Laut Statistikamt Nord gab es 2020 insgesamt 250798 Personen in Schleswig-Holstein, die keine deutsche Staatsangehörigkeit innehaben. Dies macht einen Anteil von rund 8,6 Prozent der Bevölkerung aus, nur ein Drittel davon stammt hat einen europäischen Pass. „Das bedeutet, dass ein beachtlicher Teil der schleswig-holsteinischen Bevölkerung, die keine deutsche oder EU-Staatsangehörigkeit innehat, kaum politischen und gestalterischen Einfluss auf die kommunale Politik nehmen kann“, schreibt der Landesbeauftragte für politische Bildung, Christian Meyer-Heidemann in einer Stellungnahme an den Innen- und Rechtsausschuss des Landtages, in dem die Abgeordneten das Thema diskutieren. Für die Integration sei politische Beteiligung wichtig, so Meyer-Heidemann, der den Vorschlag von SSW und SPD befürwortet.

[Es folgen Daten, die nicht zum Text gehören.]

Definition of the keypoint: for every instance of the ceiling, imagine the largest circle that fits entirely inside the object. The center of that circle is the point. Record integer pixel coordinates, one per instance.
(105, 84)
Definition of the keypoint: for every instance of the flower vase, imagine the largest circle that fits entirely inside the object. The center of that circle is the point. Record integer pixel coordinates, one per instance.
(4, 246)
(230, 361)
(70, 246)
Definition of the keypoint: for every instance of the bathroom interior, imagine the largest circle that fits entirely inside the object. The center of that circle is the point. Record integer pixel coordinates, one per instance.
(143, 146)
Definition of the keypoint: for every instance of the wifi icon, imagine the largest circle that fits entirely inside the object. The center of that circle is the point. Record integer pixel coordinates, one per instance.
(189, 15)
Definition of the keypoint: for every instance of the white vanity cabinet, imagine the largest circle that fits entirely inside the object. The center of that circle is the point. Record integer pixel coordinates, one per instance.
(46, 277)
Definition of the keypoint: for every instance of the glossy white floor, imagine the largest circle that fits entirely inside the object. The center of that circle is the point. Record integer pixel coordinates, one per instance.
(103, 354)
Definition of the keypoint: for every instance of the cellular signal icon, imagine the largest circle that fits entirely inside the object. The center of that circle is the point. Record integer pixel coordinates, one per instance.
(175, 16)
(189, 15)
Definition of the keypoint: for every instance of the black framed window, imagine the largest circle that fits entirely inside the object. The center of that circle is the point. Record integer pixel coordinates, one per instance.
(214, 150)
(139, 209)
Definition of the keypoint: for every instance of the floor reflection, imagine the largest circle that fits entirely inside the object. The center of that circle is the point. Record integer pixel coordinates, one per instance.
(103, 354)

Viele Verbände befürworten den Vorschlag

Das tut auch der Zuwanderungsbeauftragte des Landes, Stefan Schmidt: „Das Gewähren eines Wahlrechtes wäre auch ein Anerkennen des Dazugehörens unabhängig von der Staatsangehörigkeit.“ Ähnlich argumentiert der Flüchtlingsrat, der sogar das Wahlrecht für alle bei Landtagswahlen fordert – und zwar auch für jene, die kürzer als vier Jahre in Deutschland sind.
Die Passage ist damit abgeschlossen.